佐々木 レシピを見て料理をするのは、マニュアルを渡されて「この通りにやってくださいね!」と言われている感じがするんですよね。

山口 それはレシピを作ることを仕事にしている身として、毎回悩むところです。レシピが短いと言葉足らずになるし、長いと読んでもらえない。いずれにしてもマニュアル感が否めない。

佐々木 レシピに書かれている食材を全部きちんと用意するのは、誰かにお使いを頼まれているように感じることもあります。そして、調味料をきちんと量って、指示された時間通りに火を入れて。「3分たったら、油からポテトをあげるんだよ」みたいな指示は、ファストフードでバイトをしてたらきちんと守らなくてはいけないはず。レシピ通りに料理を作るというのは、そういったチェーン店で働いている感覚に近いこともあるでしょうね。料理しているというより、労働している。

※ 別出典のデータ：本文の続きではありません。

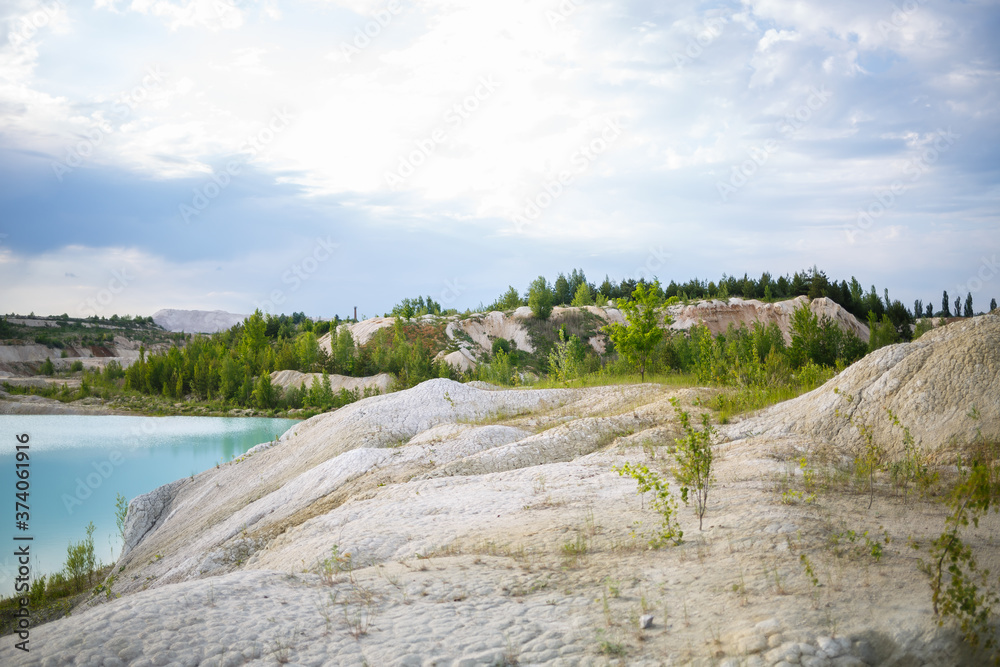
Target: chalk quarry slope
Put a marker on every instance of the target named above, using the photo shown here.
(196, 321)
(455, 524)
(473, 335)
(944, 387)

山口 本当にそうなんです! そうして料理を作ると、創作の余白がないように感じてしまいます。食べさせなきゃいけない人がいて、料理を作り終えなきゃいけない時間も決まっていて、失敗も許されない……。ほぼ労働に近いじゃないですか! しかも、お金がもらえない労働となると、誰でも嫌になるのが当たり前だと思うんですよ。

料理という行為自体の中に喜びを


佐々木 家事がシャドウ・ワークであるとか、無給労働であるとか、そういう話によくなりますけど、料理が労働に近いものなら、担当したくなくなるのも当然かもしれないですね。「どうして私だけ、決まった食材を買いに行かされて、分量をちまちま量らされなきゃいけないの?」って。もちろん「きちんとレシピを見て料理を作る」ことがその人のスタイルとして確立しているなら、誰かに咎められるべきものではない。

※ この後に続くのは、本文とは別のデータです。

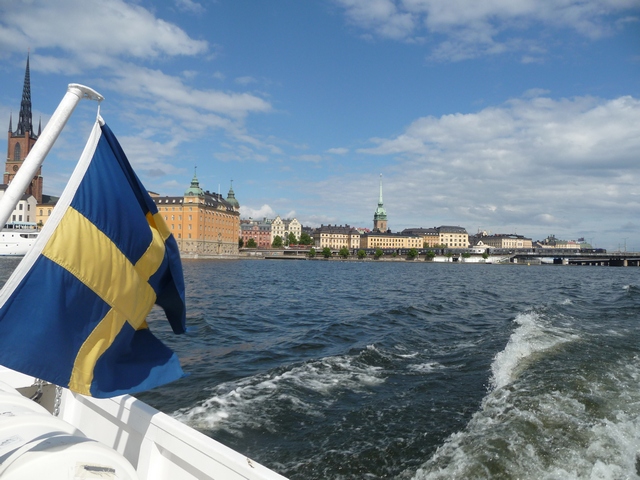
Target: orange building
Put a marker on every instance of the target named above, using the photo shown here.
(203, 223)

でも自分が料理のどこにつまずいていたんだろうと思い返すと、やっぱりレシピとにらめっこしながら作るのが、苦痛だったんですよね。料理というのは、山口さんも言うようにそもそも他人軸が多いですよね。食材は自分で作っていない、賞味期限があるからそれを優先して使わなきゃいけない、食べる人の好みがあるから合わせなきゃいけない。それで作り方まで指示されるとなると、「自分」が関わる余地はどこにあるの? と思ったりします。

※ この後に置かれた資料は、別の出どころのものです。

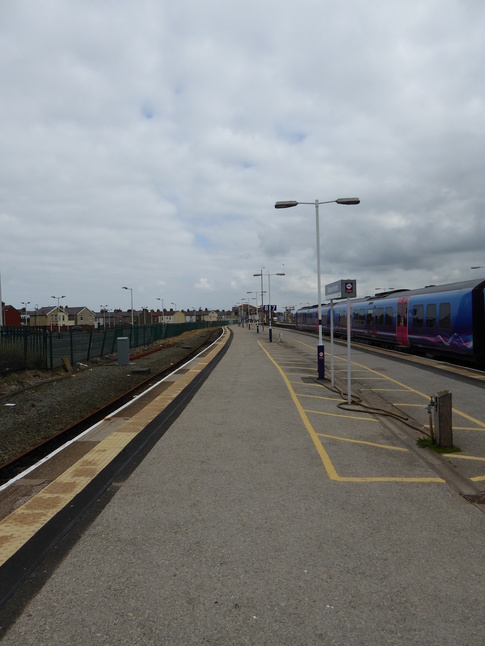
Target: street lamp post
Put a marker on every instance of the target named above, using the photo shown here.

『自炊の壁 料理の「めんどい」を乗り越える100の方法』(著:佐々木典士、山口祐加/ダイヤモンド社)

山口 料理を始める動機も、節約のため、ダイエットのため、子どもができた、とかさまざまな義務感から始まっていることが多いように思うんです。だから料理という行為自体の中に喜びを感じられたほうが、続くと思うんですよね。

佐々木 ぼくが料理でいちばん喜びを感じるのは、勘で適当に作ったソースが美味しかったとか、そんなときです。キッチンは自分のアイデアが自由に発揮できる場所だと思えたり、料理するときに「今日はどんな創作活動をしてやろうか」とクリエイティブになれるなら、やらなきゃいけないものから、やりたいものになるんじゃないかと思って。

山口 私は、料理を奪い合う家事にしたいんですよね。

佐々木 「俺が作るよ!」

山口 「いや、私が作りたい!」みたいな(笑)。

レシピに沿って作るリスク


山口 レシピに沿って作るのは、料理が労働のように面白くないものになってしまうリスクがあります。でもレシピは、やっぱりわかりやすい。私が今、まったく料理ができなければきっと「料理のきほん」みたいなタイトルのレシピ集を買って、そこから始めちゃうと思います。家庭料理業界の人たちと集まると、初心者はレシピから始めるべきか否かという話は、度々話題に上がったりしますね。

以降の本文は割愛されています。